Member of the Legislative Assembly of New Brunswick for Saint John County
- In office 1821–1846; 1850–1851; 1856–1857;

Personal details
- Born: August 22, 1783 Portland, New Brunswick
- Died: April 12, 1859 (aged 75) Saint John, New Brunswick
- Relations: James Simonds (father); Richard Simonds (brother);

= Charles Simonds =

Canadian politician

Charles Simonds (August 22, 1783 - April 12, 1859) was a merchant and political figure in the pre-Confederation Province of New Brunswick, Canada. He represented Saint John County in the Legislative Assembly of New Brunswick from 1821 to 1846, from 1850 to 1851 and from 1856 to 1857.
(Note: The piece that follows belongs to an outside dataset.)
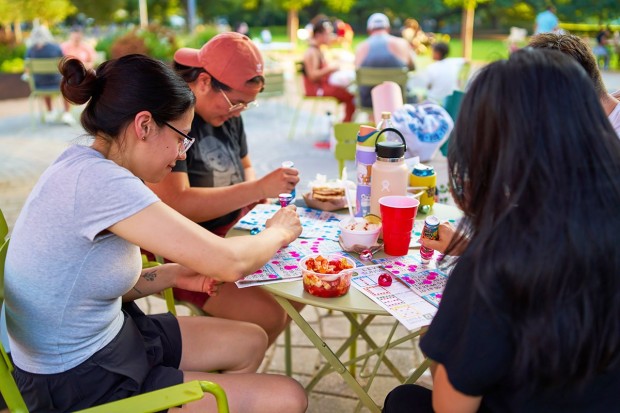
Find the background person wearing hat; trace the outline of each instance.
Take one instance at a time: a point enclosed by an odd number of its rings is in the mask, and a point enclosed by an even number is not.
[[[390,20],[383,13],[368,18],[366,30],[369,37],[355,49],[355,67],[407,67],[415,69],[415,52],[402,37],[392,36]],[[389,79],[386,79],[389,80]],[[372,107],[370,87],[359,88],[362,106]]]
[[[257,202],[290,193],[299,182],[298,171],[278,168],[256,179],[241,112],[255,105],[265,79],[260,51],[247,36],[226,32],[201,49],[179,49],[174,68],[196,95],[190,132],[196,141],[187,159],[177,161],[171,174],[149,187],[181,214],[225,236]],[[289,321],[260,288],[224,283],[214,296],[176,289],[174,294],[215,317],[260,325],[270,344]]]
He was born in Portland (later Saint John, New Brunswick), the son of James Simonds and Hannah Peabody, and educated there. Simonds joined his father's business, later taking over the management of its activities at Portland. In 1817, he married Catharine Mary Longmuir. In 1820, he became one of the first directors of the Bank of New Brunswick and, in 1824, he became its president. He married Lucy Anne Clopper, the sister of Henry George Clopper, in 1824 after the death of his first wife. Simonds also became involved with the Commercial Bank of New Brunswick and the Saint John Fire Insurance Company. He served as a member of the first council for King's College (later the University of New Brunswick). However, later Simonds became critical of the college. He was speaker for the legislative assembly from 1829 to 1831, succeeding his brother Richard. Simonds later served again as speaker from 1835 to 1841, in 1851 and from 1856 to 1857. He also was a member of the Executive Council and of the Legislative Council of New Brunswick. Simonds also served as a justice of the peace. He died in Saint John at the age of 75.